Mas, o melhor momento do volume 2 é, sem dúvidas, “Ellen Johnson” onde produção e entrega vocal encontram seu ápice de confluência. A bateria novamente vai ao ritmo e sonoridade do Funk, mas, dessa vez, se alia a mais um maravilhoso sample de cordas e, para dar o peso eletrônico da track, conta também com uma variação de 808 muito comum em vertentes britânicas. Em sua melhor performance, a voz de niLL é doce e parece flutuar sobre o beat, atingindo o seu ponto máximo no refrão que embala o ouvinte em sua levada e acentuação. A faixa poderia começar a fazer água no segundo verso, quando o MC volta a rimar em sua forma mais padrão, o que quebraria completamente a proposta da track caso perdurasse, mas isso não ocorre e logo o ouvinte está de volta à estética cativante da música.

A esta altura da análise, é interessante ressaltar que o novo trabalho de niLL segue algumas tendências artísticas que ganharam mais forças neste ano dentro do rap, como por exemplo a criação de algo novo através de uma mescla entre sonoridades de fora e ritmos brasileiros. No projeto em análise, isso ocorre nos samples e principalmente, como visto, na influência do Funk; neste último caso, o mesmo acontece atualmente a diversos subgêneros e artistas, tendo o seu exemplo de maior relevância até então em “BRIME”. Um segundo ponto está na retomada das batidas eletrônicas, graves e sintetizadores para criação de uma atmosfera sonora futurista, algo visto, mesmo que de forma mais tímida, em “Bivolt”, tendo na track “Tia Ciata”, produzida por Tan Beats e Sound Flex, uma boa semelhança com a produção de NAVE neste último álbum citado.

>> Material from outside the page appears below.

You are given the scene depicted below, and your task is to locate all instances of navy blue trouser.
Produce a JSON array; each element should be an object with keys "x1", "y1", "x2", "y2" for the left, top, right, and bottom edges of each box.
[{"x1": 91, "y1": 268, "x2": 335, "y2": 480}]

Quando se passa de forma mais detida à caneta do MC, é onde alguns problemas surgem. niLL nunca demonstrou pretensões em ser um liricista. Neste novo trabalho o seu padrão performático em suma se mantém, o que, de certa forma, não combina com a constante renovação que a produção apresenta. Em seu quinto trabalho, pouco é acrescido para além de sua usual entrega e escrita que flerta entre rimas descritivas e abstratas, deixando suas camadas e relações em suspensão, para que o próprio ouvinte abstraia ou interprete um significado nas lacunas deixadas pelo literal. Há outro problema que pode ser exemplificado pela já citada “Rosetta Tharpe”, nesta, estes espaços deixam de ser conceituais e passam a compor de forma física a própria métrica do MC, criando buracos que travam sua levada e prejudicam sua entrega.

No entanto, não é preciso ignorar estes pontos para reconhecer a qualidade do projeto. “Good Smell Vol. 2” ganha muito em sua força inventiva e criativa, seja na produção, a frente do que já foi lançado até aqui neste ano, seja na expansão de seu universo conceitual, único em todo o cenário nacional. Daqui da terra dos críticos, esperamos que esse multiverso cresça cada vez mais, sem crises em suas terras infinitas.